その後帰宅して1時間休憩したあとホームに行く。父は暑くてどうにもならん、とソックスを脱いでアイスノンの上に足を置き、うちわであおいでいた。エアコンは25度に設定してある。が、分厚いシャツを着ている。

とにかくすることがないので、暑い、寒い、鼻水が出る、風邪ではないか、熱はないか、と不安をどんどんつのらせていく。しかもそれは認知症のために日々エスカレートしていく。他の話題で父の注意をそらせるしかない。デパートで買っておいた穴子巻きなどを食べながら、孫たちの話をしているうちに表情が穏やかになっていく。

穴子寿司などの夕食
その間姉は近所の商店街で上履きを探していた。姉が父のサイズと思って買って来た上履きを持って部屋に入って来る。が、小さい。また、上履きを持って商店街に引き返す。30分後に少し大きなサイズに交換したものを持って戻って来た時、ちょうど看護師のUさんが入って来た。

父の隣に座る。「お好きな映画でしたけど、題名は何でしたっけ?」と聞くが父は覚えていない。昨日のカンファレンスでこれからのホームの取り組みの一つとして、父の好きな映画やテレビ番組をリビングルームで観るようにする、というのがあった。そのための質問だろう。

ではあらすじは?と聞くと父が語りだす。『結婚を約束している恋人同士がいる。男の方がある日戦争に招集される。女はある日恋人が戦死したと聞く。絶望と貧しさのために女は身をやつす(どうも娼婦になったということらしいが、父ははっきりと娼婦という言葉が言えない)。実は男は戦死していなかった。二人は再会するが女の方は自分を恥じて橋から身投げして自殺する。』

父はあらすじを話しながら泣く。ティッシュで涙を拭きながら、「余りにも悲しい映画なんです。もう思い出すだけで苦しいです。」と言う。男の方の名前は思い出せないが、女はヴィヴィアン・リーだと父が言う。「しかし、アメリカ映画は本当に演技がうまいですね。いやあ、洋画は当時よく観ましたが演技に圧倒されました。」と繰り返す。

その場で調べるとこの映画の題名は『哀愁』だった。そういえば、母がこの映画を父と一緒に観たとよく言っていた。

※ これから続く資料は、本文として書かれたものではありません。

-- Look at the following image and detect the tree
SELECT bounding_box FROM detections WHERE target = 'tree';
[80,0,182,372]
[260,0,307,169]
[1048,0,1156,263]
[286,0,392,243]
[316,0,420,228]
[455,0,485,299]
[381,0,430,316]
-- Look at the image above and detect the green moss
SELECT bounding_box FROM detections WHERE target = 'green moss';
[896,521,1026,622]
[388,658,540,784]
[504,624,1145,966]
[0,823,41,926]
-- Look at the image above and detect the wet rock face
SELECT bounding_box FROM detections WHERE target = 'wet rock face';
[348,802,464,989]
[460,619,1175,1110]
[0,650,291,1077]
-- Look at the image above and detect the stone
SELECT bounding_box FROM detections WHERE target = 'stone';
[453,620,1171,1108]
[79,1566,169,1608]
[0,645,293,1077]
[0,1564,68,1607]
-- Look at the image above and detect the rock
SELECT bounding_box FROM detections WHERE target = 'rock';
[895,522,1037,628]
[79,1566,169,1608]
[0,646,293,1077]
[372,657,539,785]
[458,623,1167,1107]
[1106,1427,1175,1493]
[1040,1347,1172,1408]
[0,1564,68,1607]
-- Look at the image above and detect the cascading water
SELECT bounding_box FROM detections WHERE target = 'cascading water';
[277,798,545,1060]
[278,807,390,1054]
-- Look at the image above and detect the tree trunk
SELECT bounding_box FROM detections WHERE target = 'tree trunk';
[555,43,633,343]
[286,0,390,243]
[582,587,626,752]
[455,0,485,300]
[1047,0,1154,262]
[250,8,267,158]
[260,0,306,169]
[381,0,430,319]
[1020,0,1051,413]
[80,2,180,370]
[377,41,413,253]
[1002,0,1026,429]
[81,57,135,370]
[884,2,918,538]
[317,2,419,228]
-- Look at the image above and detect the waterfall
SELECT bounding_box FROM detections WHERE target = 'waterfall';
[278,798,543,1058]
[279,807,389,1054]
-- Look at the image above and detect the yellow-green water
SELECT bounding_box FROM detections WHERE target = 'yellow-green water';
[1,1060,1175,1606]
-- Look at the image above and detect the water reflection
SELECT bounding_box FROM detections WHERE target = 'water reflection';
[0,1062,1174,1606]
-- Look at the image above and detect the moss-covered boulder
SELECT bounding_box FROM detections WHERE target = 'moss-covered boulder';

つまり、この映画を見せるのは余りにも酷ということだ。結局水戸黄門などの、あらすじが簡単で父の好きなテレビ番組見せましょう、と言うことになった。それをリビングルームで観ることができれば、少しは夜の時間が寂しくないのではないだろうか。

父が思い出せなかった男優の名は
ロバート・テイラーでした

次のプロジェクトは、当時の洋画のあらすじや俳優の名前を調べて、父にそのことを思い出させること。確か母と観た映画の題名に、『キリマンジャロの雪』というのがあった。エンパイア・ステート・ビルディングで再会を約束する恋人たちの映画『めぐり逢い』は観たのだろうか。母と観たのか。両親の好きな俳優や女優は誰だったのか。

父がこのホームに入ってからは、こうして毎日数時間話すことで父、そして母のことを日々学習している。